Since the busting of their property bubble Japan has suffered through almost twenty years of low, slow, no growth, and three going on four official recessions. As you point out the Nikkei is about one-third of its prior level, and property prices declined by over 50% leaving residents with 50-year mortgages. In comparison what is happening in America at the moment is recession-lite. Wait till the real pain begins.
What little growth Japan has had has been mainly export-lead, and exports do not generate the same level of GDP growth as domestic consumption, so living standards in Japan have stagnated. You can argue whether they stagnated at a very high level compared to other nations or not, but they have not been going up. Meanwhile, government spending has left Japan with the highest debt per GDP of any developed country.
Low unemployment is a poor measure of productivity when used alone. If I hire everyone to sweep the streets using straw brooms they are not unemployed, but they are also not productive. Countries like Germany have both very high unemployment, but also very high levels of labor productivity per worker.

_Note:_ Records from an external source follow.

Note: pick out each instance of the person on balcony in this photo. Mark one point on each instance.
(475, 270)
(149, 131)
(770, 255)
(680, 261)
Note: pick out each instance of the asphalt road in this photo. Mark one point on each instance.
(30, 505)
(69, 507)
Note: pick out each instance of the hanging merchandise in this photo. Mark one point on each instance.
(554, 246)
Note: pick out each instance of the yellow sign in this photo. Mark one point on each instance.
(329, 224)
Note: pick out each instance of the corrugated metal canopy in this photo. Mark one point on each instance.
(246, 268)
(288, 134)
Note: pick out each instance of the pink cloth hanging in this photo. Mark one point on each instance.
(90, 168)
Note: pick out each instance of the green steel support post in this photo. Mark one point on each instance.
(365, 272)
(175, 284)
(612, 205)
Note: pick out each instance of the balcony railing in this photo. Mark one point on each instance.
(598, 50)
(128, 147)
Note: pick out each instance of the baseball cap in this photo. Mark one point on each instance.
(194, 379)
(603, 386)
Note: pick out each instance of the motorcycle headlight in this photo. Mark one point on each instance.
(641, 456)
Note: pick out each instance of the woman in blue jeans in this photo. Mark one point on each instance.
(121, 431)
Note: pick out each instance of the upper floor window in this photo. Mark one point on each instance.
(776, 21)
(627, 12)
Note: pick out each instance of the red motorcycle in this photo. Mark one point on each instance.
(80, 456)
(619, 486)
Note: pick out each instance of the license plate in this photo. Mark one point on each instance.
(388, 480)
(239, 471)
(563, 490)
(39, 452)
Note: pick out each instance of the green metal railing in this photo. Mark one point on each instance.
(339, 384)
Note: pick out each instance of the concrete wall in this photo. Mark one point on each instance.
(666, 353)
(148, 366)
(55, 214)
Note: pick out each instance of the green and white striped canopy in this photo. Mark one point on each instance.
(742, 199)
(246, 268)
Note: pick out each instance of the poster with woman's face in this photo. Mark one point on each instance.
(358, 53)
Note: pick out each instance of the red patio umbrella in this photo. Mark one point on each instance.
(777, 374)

Japan's old employment for life policies meant many unproductive workers were simply kept on, but they stopped producing anything of value. Even if in nominal terms productivity goes up in aggregate that still means that those unproductive workers are mainly putting in face time versus creating anything of value. While firms that kept on older, less productive workers were also not able to absorb newer, younger workers entering the workforce either. So youth unemployment and critically under-employment means that generation never got a chance to grow and develop either.
Why Japan keeps failing
America is having its own Japan Moment. Basically, it has been accruing current account deficits for the past thirty some years. That is a net wealth transfer from the domestic US economy to the rest of the world year in and year out. It would easily take at least fifteen years and a lot of pain before that deficit could be brought down to more managable levels much less eliminated. But America is no Turkey with an average age of 15-years old where the government can count on those teenagers entering the workforce in the next 15-years and contributing to economic growth. Instead America faces the prospect of 75-million Baby Boomers leaving the workforce (full-time) and entering retirement. That will be a further drain on public resources to pay those pensions and healthcare benefits.
I do not doubt that America has a dynamic economy. It is not as structurally rigid as Japan's was/is. The third largest country in the world with a social democracy, market economy and 300 million consumers is bound to create wealth, and lots of it. But no matter how much wealth they created already they have not been living within their means either. That simply means that they need an equivalent amount of future growth just to pay for past consumption. That's just treading water not moving forward! ; - )
The organized state is a wonderful invention whereby everyone can live at someone else's expense.